La estructura de este esquema de control de procesos, con un proceso por terminal, es similar a la de muchos sistemas interactivos, por ejemplo CTSS, Multics, Honeywell TSS, y IBM TSS y TSO. En general tales sistemas requerían mecanismos especiales para implementar características útiles como cálculos desprendidos y archivos de comando; Unix en esta etapa no se preocupó en suministrar los mecanismos especiales. También exhibía algunos problemas de idiosincracia irritanes. Por ejemplo, un nuevo shell recreado debía cerrar todos sus archivos abiertos para deshacerse de cualquier archivo abierto dejado por el comando que acababa de ejecutarse y cancelar la redirección IO previa. Entonces tenía que reabrir el archivo especial correspondiente a su terminal, para poder leer una nueva línea de comando. No había directorio /dev (debido a que no había rutas de acceso); además el shell no podía retener memoria entre comandos, debido a que era reejecutado nuevamente luego de cada comando. Entonces se requería una nueva convención para el sistema de archivos: cada directorio tenía que contener una entrada tty para un archivo especial que refería a la terminal del proceso que la abrió. Sí, por accidente uno cambiaba en otro directorio que carecía de la entrada, el shell quedaría en un ciclo sin esperanza; el único remedio era reiniciar. (A veces el link desaparecido podía ser hecho desde otra terminal.)

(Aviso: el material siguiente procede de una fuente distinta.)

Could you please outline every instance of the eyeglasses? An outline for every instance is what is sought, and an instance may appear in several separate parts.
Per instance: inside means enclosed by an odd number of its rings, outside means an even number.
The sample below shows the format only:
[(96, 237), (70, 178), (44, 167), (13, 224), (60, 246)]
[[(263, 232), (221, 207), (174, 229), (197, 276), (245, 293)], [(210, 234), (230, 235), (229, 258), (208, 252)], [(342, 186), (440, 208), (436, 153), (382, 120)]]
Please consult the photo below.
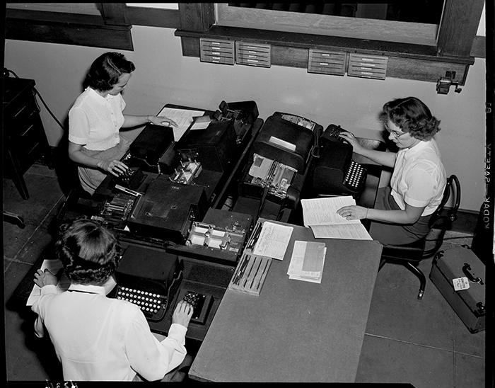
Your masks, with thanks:
[(409, 133), (409, 132), (402, 132), (402, 133), (399, 133), (399, 134), (397, 134), (396, 132), (393, 132), (392, 130), (390, 130), (390, 128), (389, 128), (389, 127), (388, 127), (388, 125), (385, 125), (385, 129), (387, 130), (387, 131), (388, 131), (388, 132), (391, 133), (392, 135), (395, 139), (398, 139), (399, 137), (400, 137), (402, 136), (403, 135), (406, 135), (407, 133)]

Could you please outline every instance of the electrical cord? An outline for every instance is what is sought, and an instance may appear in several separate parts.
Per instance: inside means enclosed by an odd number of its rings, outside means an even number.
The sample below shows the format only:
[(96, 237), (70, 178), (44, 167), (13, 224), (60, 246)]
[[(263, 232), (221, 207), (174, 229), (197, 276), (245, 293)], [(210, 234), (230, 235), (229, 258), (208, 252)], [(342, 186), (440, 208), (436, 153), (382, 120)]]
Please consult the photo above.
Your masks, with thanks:
[[(8, 74), (13, 74), (16, 78), (19, 78), (18, 76), (14, 73), (12, 70), (9, 70), (6, 67), (4, 68), (4, 76), (8, 76)], [(50, 110), (50, 108), (48, 108), (48, 105), (47, 103), (45, 102), (45, 100), (43, 100), (43, 98), (41, 96), (41, 94), (40, 94), (40, 92), (36, 90), (36, 88), (34, 86), (30, 86), (31, 89), (33, 90), (33, 94), (35, 96), (37, 95), (38, 97), (40, 97), (40, 99), (41, 100), (41, 102), (43, 103), (43, 105), (45, 105), (45, 108), (47, 108), (47, 110), (48, 110), (48, 113), (52, 115), (52, 117), (54, 118), (54, 120), (57, 122), (57, 123), (60, 126), (60, 127), (65, 131), (65, 128), (64, 127), (64, 125), (61, 124), (61, 122), (59, 121), (59, 120), (55, 117), (55, 115), (53, 114), (52, 110)], [(35, 98), (35, 102), (36, 103), (36, 106), (37, 106), (37, 110), (38, 112), (41, 112), (41, 108), (40, 108), (40, 105), (38, 104), (37, 100)]]

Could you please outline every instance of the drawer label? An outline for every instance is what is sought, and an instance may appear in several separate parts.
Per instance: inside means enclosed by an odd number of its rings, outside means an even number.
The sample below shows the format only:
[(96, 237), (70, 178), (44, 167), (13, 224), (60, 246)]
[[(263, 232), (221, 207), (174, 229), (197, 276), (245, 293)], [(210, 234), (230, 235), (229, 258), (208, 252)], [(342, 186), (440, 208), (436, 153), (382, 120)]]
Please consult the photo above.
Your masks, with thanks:
[(457, 278), (456, 279), (452, 279), (452, 283), (454, 285), (454, 290), (455, 291), (467, 290), (470, 287), (470, 281), (467, 278)]

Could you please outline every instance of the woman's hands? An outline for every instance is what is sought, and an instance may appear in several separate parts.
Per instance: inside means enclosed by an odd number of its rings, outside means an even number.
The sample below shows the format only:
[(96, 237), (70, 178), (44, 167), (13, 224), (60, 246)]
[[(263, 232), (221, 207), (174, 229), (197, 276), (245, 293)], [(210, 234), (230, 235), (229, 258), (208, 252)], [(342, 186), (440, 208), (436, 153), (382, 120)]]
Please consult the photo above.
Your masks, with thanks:
[(351, 205), (341, 207), (337, 213), (346, 219), (363, 219), (368, 217), (368, 208)]
[(48, 270), (45, 270), (44, 271), (37, 270), (36, 273), (35, 273), (34, 282), (36, 285), (41, 288), (45, 285), (57, 285), (59, 280), (57, 278), (57, 276)]
[(172, 315), (172, 323), (179, 324), (184, 327), (189, 326), (189, 322), (192, 316), (194, 309), (189, 303), (185, 300), (181, 300), (177, 304), (177, 307)]
[(119, 176), (121, 173), (127, 171), (127, 166), (119, 160), (101, 160), (98, 161), (98, 166), (104, 171), (109, 172), (112, 175)]
[(152, 116), (150, 115), (148, 116), (148, 120), (155, 125), (163, 125), (165, 127), (173, 125), (174, 127), (178, 127), (177, 122), (165, 116)]
[(352, 150), (356, 154), (361, 154), (363, 147), (358, 142), (357, 139), (356, 139), (356, 137), (352, 133), (347, 131), (342, 131), (339, 136), (352, 146)]

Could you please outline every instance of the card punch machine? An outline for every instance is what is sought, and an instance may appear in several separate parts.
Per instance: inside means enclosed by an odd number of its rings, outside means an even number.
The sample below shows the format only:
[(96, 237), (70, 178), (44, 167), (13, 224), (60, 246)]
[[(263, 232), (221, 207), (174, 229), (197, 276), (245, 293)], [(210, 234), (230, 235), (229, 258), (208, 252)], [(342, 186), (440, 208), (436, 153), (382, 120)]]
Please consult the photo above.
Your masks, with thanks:
[(269, 199), (295, 208), (308, 167), (315, 134), (322, 127), (303, 118), (276, 112), (253, 143), (239, 184), (241, 196)]
[[(145, 171), (155, 173), (173, 173), (177, 166), (182, 170), (192, 170), (193, 174), (198, 173), (201, 162), (211, 164), (214, 170), (221, 169), (222, 155), (235, 152), (235, 149), (217, 149), (224, 142), (226, 135), (219, 135), (217, 132), (230, 131), (224, 127), (232, 125), (233, 145), (241, 143), (250, 133), (251, 126), (258, 117), (258, 109), (255, 101), (240, 101), (227, 103), (222, 101), (217, 110), (211, 115), (205, 115), (210, 121), (208, 131), (187, 130), (182, 135), (182, 141), (175, 141), (173, 130), (170, 127), (147, 125), (136, 137), (130, 146), (129, 152), (123, 161), (141, 168)], [(218, 130), (213, 127), (218, 126)], [(212, 127), (210, 128), (210, 127)], [(212, 135), (214, 135), (212, 137)], [(204, 138), (204, 137), (206, 138)], [(228, 141), (226, 142), (229, 143)], [(190, 152), (182, 152), (180, 148), (192, 149)], [(228, 147), (228, 144), (225, 147)], [(177, 147), (180, 146), (180, 147)], [(231, 147), (234, 148), (234, 147)], [(215, 157), (214, 157), (215, 156)], [(199, 159), (202, 159), (199, 161)], [(180, 160), (179, 160), (180, 159)], [(195, 159), (198, 159), (196, 161)], [(216, 163), (212, 161), (216, 161)], [(176, 181), (179, 181), (177, 178)]]
[(342, 131), (330, 124), (320, 137), (320, 154), (312, 167), (310, 184), (318, 194), (357, 198), (364, 190), (367, 172), (352, 160), (352, 146), (339, 136)]

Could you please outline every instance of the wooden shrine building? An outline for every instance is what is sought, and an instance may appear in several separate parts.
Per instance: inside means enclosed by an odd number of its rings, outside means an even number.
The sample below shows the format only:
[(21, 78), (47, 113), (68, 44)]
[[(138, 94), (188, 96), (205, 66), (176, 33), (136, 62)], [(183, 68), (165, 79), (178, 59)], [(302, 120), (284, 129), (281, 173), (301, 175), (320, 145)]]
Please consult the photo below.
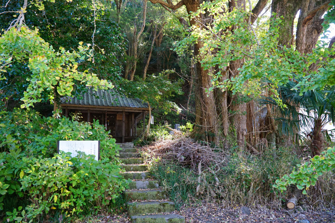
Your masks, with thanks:
[(89, 89), (80, 98), (62, 97), (60, 106), (67, 116), (70, 112), (80, 112), (83, 121), (99, 120), (117, 143), (133, 141), (137, 135), (138, 121), (142, 119), (144, 123), (149, 111), (147, 103), (121, 96), (114, 90)]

El control de procesos en su moderna forma fue diseñado e implementado en un par de días. Es increíble cuan fácilmente esto encajo en el sistema existente; al mismo tiempo es fácil ver como algunas de las características ligeramente inusuales del diseño están presentes justamente debido a que representaron pequeños y sencillos cambios en el código sobre lo que ya existía. Un buen ejemplo es la separación de las funciones fork y exec. El modelo más común para la creación de nuevos procesos implica especificar un programa para que el proceso corra; en Unix, un proceso 'forked' continúa corriendo el mismo programa como su padre hasta que este realiza un exec explícito. La separación de las funciones es ciertamente no única a Unix, y de hecho estaba ya presente en el sistema de tiempo compartido de Berkeley [2], el cual era bien conocido para Thompson. Entonces, parece razonable suponer que existe en Unix mayormente gracias a la facilidad con la cual fork pudo ser implementado sin cambiar demasiadas cosas. El sistema ya manejaba múltiples (i.e. dos) procesos; había una tabla de procesos, y los procesos eran intercambiados entre la memoria principal y el disco. La implementación inicial de fork requería solamente

1) Expansión de la tabla de procesos.
2) Adición de una llamada a fork que copiaba el proceso actual al área de 'swap' del disco, usando las rutinas primitivas IO de swap que ya estaban existentes, y hacía algunos ajustes a la tabla de procesos.

De hecho, la llamada a fork de la PDP-7 requería precisamente 27 líneas de código assembler. Por supuesto, otros cambios en el sistema operativo y en los programas de usuario fueron requeridos, y alguno de ellos fueron muy interesantes e inesperados. Pero un fork-exec combinado hubiera sido considerablemente más complicado, incluso sólo debido a que exec como tal no existía; su función ya estaba siendo realizada, usando IO explícita, por el shell.

La llamada exit, la cual previamente leía en una nueva copia del shell (actualmente algún tipo de exec automático pero sin argumentos), se simplificó considerablemente; en la nueva versión un proceso sólo tenía que limpiar su entrada en la tabla de procesos, y ceder el control.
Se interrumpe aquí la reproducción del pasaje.